Of Sampley, Salter says, "Mr. Sampley is about as disreputable a person as I've ever met in some 20 years of public service. . . . He's just a con artist. Nothing more, nothing less."

Salter is referring to Sampley's business of selling POW/MIA souvenirs at the Vietnam War Memorial. Sampley formed a nonprofit corporation that sold memorabilia, including tee shirts that were manufactured by his own for-profit company, Red Hawk.

Sampley was sued for copyright infringement by the Vietnam Veterans Memorial Fund and a sculptor, for using the likeness of a statue called The Three Servicemen on his tee shirts. A judge ordered Sampley to pay more than $350,000 in royalties. Sampley, who claims the legal bills broke him, hasn't paid.

The North Carolinian continued to blast McCain in print. In a 1995 article, he dubbed McCain "The Rhinestone Cowboy" and printed his claim that film of McCain's collaborative acts exists in Vietnam. He also quoted an unnamed source who said McCain had a wife and children in Vietnam. He reiterated many of those claims in a 1997 story about McCain.

"Even in this country, as difficult as it is to win a libel suit, we could win one against Sampley," Salter says. "He knows he's making it up and he's doing it with malice."

Accusations like Sampley's have hurt, Salter says.

"I remember the first time I saw the Sampley thing in his paper, the first Manchurian Candidate article, and I showed it to him [McCain]. He was stung. And I was kind of laughing, to make light of it. He said, 'It's not funny.'

"Then after a couple of months, he began to laugh about it, and then refer to himself as the Manchurian Candidate. He got over it. But it stung. And he didn't deserve it. It wasn't right."

McCain says he can't recall exchanging many words with Sampley, although Sampley claims the senator once walked past him and said, "Hello, scumbag."

McCain recalls the event--a congressional fund raiser in North Carolina--differently.
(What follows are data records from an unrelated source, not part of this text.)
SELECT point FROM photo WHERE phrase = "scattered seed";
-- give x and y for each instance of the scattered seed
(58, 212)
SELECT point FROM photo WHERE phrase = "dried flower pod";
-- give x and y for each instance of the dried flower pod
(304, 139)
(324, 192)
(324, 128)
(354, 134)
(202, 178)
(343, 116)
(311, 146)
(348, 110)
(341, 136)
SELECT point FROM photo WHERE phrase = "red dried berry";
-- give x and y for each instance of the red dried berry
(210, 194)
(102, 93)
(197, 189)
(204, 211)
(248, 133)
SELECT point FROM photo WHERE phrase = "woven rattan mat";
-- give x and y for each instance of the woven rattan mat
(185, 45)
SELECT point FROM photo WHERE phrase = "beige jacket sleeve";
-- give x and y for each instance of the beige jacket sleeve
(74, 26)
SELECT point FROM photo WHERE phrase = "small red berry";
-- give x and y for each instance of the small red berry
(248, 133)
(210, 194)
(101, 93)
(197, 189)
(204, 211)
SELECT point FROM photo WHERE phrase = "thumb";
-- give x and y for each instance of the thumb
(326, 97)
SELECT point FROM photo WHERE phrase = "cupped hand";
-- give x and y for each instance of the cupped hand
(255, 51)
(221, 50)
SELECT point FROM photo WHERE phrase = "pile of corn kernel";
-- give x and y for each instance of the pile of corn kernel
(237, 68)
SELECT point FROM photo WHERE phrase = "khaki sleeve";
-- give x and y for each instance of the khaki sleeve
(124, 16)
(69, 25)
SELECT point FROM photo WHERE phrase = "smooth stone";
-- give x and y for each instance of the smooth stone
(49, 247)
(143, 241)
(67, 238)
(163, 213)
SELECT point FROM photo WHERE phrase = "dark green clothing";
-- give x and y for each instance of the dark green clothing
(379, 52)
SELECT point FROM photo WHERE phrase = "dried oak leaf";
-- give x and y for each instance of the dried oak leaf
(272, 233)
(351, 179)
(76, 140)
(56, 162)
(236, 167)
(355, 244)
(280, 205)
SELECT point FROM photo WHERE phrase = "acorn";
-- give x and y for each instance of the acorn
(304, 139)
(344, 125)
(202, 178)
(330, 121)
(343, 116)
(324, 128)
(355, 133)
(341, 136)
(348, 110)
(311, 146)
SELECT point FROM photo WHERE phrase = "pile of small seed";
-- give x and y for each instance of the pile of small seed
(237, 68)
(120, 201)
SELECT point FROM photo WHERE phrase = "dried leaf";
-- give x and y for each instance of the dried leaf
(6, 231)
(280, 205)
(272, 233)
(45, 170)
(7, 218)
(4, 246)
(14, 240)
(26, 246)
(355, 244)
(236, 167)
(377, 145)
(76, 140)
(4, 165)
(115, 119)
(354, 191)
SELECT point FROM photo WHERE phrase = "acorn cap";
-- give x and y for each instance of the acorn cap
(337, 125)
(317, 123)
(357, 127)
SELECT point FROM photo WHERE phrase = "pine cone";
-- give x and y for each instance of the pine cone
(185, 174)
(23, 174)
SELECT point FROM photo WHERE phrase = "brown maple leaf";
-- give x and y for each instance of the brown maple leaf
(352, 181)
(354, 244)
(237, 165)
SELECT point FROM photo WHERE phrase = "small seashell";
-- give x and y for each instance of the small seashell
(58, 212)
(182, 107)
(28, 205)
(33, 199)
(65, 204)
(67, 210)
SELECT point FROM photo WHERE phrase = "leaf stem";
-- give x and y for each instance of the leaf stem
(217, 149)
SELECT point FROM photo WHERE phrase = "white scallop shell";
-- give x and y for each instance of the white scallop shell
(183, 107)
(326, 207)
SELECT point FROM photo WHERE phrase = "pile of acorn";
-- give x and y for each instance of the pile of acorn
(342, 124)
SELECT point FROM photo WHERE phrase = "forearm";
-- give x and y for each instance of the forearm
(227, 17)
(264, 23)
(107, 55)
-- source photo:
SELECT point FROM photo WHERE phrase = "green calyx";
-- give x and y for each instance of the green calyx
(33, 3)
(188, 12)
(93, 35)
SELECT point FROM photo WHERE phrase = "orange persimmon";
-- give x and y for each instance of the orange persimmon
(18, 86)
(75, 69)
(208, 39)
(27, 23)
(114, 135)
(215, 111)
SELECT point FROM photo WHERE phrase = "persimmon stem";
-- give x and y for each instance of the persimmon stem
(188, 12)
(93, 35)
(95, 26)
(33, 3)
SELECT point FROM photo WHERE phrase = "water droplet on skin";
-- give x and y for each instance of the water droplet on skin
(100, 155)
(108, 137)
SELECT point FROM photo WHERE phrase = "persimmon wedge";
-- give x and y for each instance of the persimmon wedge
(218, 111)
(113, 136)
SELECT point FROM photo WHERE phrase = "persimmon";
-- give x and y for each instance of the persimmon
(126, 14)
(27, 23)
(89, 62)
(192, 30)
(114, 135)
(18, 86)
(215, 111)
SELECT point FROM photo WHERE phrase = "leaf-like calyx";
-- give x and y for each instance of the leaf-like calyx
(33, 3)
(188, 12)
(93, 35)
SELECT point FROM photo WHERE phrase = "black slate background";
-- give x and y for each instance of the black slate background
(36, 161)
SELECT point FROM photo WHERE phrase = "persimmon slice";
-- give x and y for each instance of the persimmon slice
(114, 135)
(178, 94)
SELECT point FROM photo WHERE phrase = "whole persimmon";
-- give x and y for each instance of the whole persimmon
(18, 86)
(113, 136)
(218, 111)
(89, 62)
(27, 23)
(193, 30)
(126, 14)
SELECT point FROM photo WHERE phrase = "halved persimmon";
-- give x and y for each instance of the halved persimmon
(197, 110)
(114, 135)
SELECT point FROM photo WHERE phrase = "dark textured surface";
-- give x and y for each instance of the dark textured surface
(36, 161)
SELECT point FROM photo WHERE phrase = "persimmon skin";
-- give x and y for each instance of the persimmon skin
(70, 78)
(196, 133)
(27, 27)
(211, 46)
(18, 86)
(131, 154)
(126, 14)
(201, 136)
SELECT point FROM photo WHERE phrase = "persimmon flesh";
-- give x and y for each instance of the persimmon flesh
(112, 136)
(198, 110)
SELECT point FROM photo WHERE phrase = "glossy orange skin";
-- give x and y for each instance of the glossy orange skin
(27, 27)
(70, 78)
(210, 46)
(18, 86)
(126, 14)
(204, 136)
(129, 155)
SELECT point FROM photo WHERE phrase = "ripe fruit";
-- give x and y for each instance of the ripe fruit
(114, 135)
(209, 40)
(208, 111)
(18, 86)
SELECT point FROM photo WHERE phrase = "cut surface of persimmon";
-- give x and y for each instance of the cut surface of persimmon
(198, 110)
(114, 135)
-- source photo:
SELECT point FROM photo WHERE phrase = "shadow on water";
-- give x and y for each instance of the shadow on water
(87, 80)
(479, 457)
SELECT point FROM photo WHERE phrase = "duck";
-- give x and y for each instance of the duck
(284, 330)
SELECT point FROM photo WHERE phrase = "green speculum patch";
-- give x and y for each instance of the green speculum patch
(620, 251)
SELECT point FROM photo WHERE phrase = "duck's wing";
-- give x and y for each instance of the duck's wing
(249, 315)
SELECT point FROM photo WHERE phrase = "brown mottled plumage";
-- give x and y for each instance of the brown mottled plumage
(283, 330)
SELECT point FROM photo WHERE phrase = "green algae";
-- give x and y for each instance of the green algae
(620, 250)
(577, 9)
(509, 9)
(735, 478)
He says Sampley stood up and berated him.

"I simply said, 'Sampley, you and I have a disagreement,'" McCain recalls. "I didn't see any reason to call him any names or lower myself down to that level. I have some dignity."

John McCain and his staff take pains to mark a distinction between the Ted Sampleys and the Carol Hrdlickas of the POW/MIA movement.

"You can't get mad at the families, but you get mad at the Ted Sampleys of the world," says Mark Salter.

But many family members maintain they have been abused by McCain. One is Dolores Alfond, who was reduced to tears by McCain during her 1992 testimony before the Senate Select Committee on POW/MIA Affairs.

Salter denies that his boss has ever mistreated a family member. "I've never seen him lose it with a family member--ever, ever."

Few, if any, of the alleged incidents are recorded, so recollections of participants must be relied upon.

Earl Hopper Sr. says the last time he spoke to McCain was in the early Nineties, in the hallway of the Hart Senate Office Building on Capitol Hill. Hopper was in Washington for a POW/MIA-related hearing.